Ruse v. Bleeke

914 N.E.2d 1, 2009 Ind. App. LEXIS 2039, 2009 WL 3094938
CourtIndiana Court of Appeals
DecidedSeptember 29, 2009
Docket02A04-0902-CV-115
StatusPublished
Cited by17 cases

This text of 914 N.E.2d 1 (Ruse v. Bleeke) is published on Counsel Stack Legal Research, covering Indiana Court of Appeals primary law. Counsel Stack provides free access to over 12 million legal documents including statutes, case law, regulations, and constitutions.

Bluebook
Ruse v. Bleeke, 914 N.E.2d 1, 2009 Ind. App. LEXIS 2039, 2009 WL 3094938 (Ind. Ct. App. 2009).

Opinion

OPINION

KIRSCH, Judge.

In this consolidated appeal, Scott Ruse ("Ruse") appeals after a bench trial from the trial court's judgment in favor of Mark Bleeke ("Bleeke") in his action against Ruse alleging claims under the Indiana Crime Victim's Relief Act, fraud, and breach of fiduciary duty. Ruse also ap *5 peals after a bench trial from the trial court's judgment in favor of Terry Parrish ("Parrish") in an action brought by Ruse against Parrish alleging breach of contract and criminal conversion. The broad issue presented for our review from these judgments is whether there is sufficient evidence to support the findings of fact and conclusions thereon issued in both judgments against Ruse. Parrish cross-appeals arguing that if we find the trial court erred during the bench trial, he should have been entitled to summary judgment.

We affirm.

FACTS AND PROCEDURAL HISTORY 1

Early in 2005, Ruse contacted RLED, LLC ("RLED") about purchasing Roaring Lion® for his bar, Pepperchinis, located in Huntertown, Indiana. Roaring Lion® is an energy drink similar to Red Bull, which many bars use as a drink mixer. RLED referred Ruse to Mike Smith ("Smith"), a Georgia resident, who distributed Roaring Lion® in Indiana.

Ruse had conversations with Bleeke about Roaring Lion® and told him that he was considering becoming a distributor of the product in Indiana, selling and distributing Roaring Lion® and brand extensions to local bars, restaurants, and other retail outlets. Ruse asked Bleeke if he would be interested in becoming a salesman for Ruse. In late March 2005, Ruse informed Bleeke that he had purchased the exclusive distribution rights for Roaring Lion® in Indiana with the exception of six counties in northwest Indiana.

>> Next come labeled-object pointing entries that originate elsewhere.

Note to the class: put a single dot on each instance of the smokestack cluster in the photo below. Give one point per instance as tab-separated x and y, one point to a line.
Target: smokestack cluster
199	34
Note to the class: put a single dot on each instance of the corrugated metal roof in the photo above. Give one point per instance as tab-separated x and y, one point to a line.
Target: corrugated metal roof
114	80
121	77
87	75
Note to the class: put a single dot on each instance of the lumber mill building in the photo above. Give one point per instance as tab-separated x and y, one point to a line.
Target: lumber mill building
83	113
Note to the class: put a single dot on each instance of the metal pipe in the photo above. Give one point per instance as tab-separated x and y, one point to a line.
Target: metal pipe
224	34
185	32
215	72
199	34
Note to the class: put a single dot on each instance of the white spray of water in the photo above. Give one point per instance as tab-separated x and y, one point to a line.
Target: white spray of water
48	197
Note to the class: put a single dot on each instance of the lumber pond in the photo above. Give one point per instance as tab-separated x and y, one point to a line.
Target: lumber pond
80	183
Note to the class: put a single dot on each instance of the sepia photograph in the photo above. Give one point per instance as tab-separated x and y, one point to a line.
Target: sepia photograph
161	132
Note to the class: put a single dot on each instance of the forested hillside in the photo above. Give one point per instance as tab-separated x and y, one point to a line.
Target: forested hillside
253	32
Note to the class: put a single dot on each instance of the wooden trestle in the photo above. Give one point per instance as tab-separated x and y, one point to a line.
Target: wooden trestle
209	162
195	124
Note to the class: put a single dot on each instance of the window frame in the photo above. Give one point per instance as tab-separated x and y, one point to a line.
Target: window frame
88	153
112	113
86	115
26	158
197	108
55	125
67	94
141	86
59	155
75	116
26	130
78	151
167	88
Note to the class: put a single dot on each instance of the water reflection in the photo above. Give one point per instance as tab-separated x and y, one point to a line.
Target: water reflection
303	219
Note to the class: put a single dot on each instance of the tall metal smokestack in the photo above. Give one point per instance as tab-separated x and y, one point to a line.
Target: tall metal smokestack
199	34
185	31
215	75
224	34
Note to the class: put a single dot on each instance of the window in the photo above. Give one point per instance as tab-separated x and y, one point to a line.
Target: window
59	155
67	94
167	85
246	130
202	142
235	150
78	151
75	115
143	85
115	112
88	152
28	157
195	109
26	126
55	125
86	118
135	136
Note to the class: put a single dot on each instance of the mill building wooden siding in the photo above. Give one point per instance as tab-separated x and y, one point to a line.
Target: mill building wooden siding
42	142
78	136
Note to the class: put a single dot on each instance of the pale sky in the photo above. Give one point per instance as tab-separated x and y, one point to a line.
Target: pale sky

Ruse paid Smith $3,150 by a cashier's check on April 6, 2005, as a partial payment of the $7,150 total, to receive the exelusive distribution rights to Roaring Lion ® and a few accounts Smith had developed here in Indiana Those accounts generated approximately $500 of profit per month. Ruse contacted Bleeke and asked Bleeke if he was interested in becoming involved in Ruse's venture. Bleeke and Ruse met at Ruse's bar in April 2005 to discuss Bleeke's potential involvement in the sale of Roaring Lion® in Indiana. Bleeke indicated that he did not want to be just a salesperson, but wanted to obtain an ownership interest in the business and asked Ruse what percentage of the business he would be willing to sell. Ruse told him that he had invested $50,000 in the business and that he would sell Bleeke a fifty percent interest in the business for $25,000. Based upon Ruse's representations, Bleeke believed that Ruse had invested $50,000 in obtaining the exclusive rights to distribute Roaring Lion® in Indiana Ruse and Bleeke agreed to do business as S & M Distributing.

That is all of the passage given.